Range, line, and position

  • range(start, end): create a byte range.
  • start(range): get a range start offset.
  • end(range): get a range end offset.
  • line_at(pos): return the Line at a byte position.
  • range_around(node, before, after, same_line): expand a range around a node.
  • start_offset(line): get a Line start offset.
  • end_offset(line): get a Line end offset.
  • row(line): get a Line row index.
  • indent(line): get a Line leading whitespace.
  • text(line): get a Line text.
  • row(position): get a Position row.
  • col(position): get a Position column.

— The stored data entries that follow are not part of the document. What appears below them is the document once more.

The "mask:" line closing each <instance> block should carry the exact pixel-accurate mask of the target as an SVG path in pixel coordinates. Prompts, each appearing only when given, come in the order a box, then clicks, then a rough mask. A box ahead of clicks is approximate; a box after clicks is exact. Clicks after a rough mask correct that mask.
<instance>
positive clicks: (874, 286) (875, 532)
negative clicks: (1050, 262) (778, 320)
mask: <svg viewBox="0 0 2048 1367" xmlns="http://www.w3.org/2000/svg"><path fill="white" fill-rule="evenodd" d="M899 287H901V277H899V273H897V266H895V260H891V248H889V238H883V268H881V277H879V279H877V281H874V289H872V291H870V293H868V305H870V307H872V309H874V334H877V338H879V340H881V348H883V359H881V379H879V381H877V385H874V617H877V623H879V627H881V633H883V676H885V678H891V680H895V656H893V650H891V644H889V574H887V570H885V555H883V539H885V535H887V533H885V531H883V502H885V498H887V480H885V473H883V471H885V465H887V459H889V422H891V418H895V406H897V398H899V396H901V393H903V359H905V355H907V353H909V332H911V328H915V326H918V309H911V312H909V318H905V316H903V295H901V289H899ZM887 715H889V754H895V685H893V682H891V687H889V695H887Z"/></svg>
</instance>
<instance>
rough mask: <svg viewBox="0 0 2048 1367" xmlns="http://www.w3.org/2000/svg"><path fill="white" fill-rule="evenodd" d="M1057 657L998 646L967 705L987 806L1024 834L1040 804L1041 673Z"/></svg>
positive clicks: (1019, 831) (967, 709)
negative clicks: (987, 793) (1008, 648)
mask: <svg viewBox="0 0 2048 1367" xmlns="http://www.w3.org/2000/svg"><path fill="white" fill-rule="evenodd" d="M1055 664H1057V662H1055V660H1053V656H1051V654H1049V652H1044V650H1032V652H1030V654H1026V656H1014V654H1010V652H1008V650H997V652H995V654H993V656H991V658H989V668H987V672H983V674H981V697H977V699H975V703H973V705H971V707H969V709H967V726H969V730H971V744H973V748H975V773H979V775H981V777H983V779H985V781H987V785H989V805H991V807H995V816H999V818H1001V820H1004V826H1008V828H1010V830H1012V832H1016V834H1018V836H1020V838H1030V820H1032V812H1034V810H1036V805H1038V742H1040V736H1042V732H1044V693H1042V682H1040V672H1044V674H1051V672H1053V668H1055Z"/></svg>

Language and formatting helpers

  • kind_id(language, name, named): look up a kind id.
  • kind_ids(language, names, named_flags): look up multiple kind ids.
  • kind_ids_map(language, names, named_flags): map kind names to ids.
  • format_fragment_doc(language, range): format an embedded fragment into a doc.

Context and utilities

  • source_len(): total source length in bytes.
  • cache_get(key): read a cached value (or unit if missing).
  • cache_set(key, value): store a cached value.
  • now_ms(): current time in milliseconds since epoch.
  • trace(name): start a profiling span and return a TraceSpan.
  • end(span): stop a TraceSpan.
  • set_output(text): override the formatter output string.
  • slice(range): extract source text for a range.

String helpers

  • trim(s): trim both ends of a string.
  • trim_start(s): trim leading whitespace.
  • trim_end(s): trim trailing whitespace.
  • len(s): string length in characters.
  • is_empty(s): string empty check.
  • last_index_of(s, needle): last index of a substring.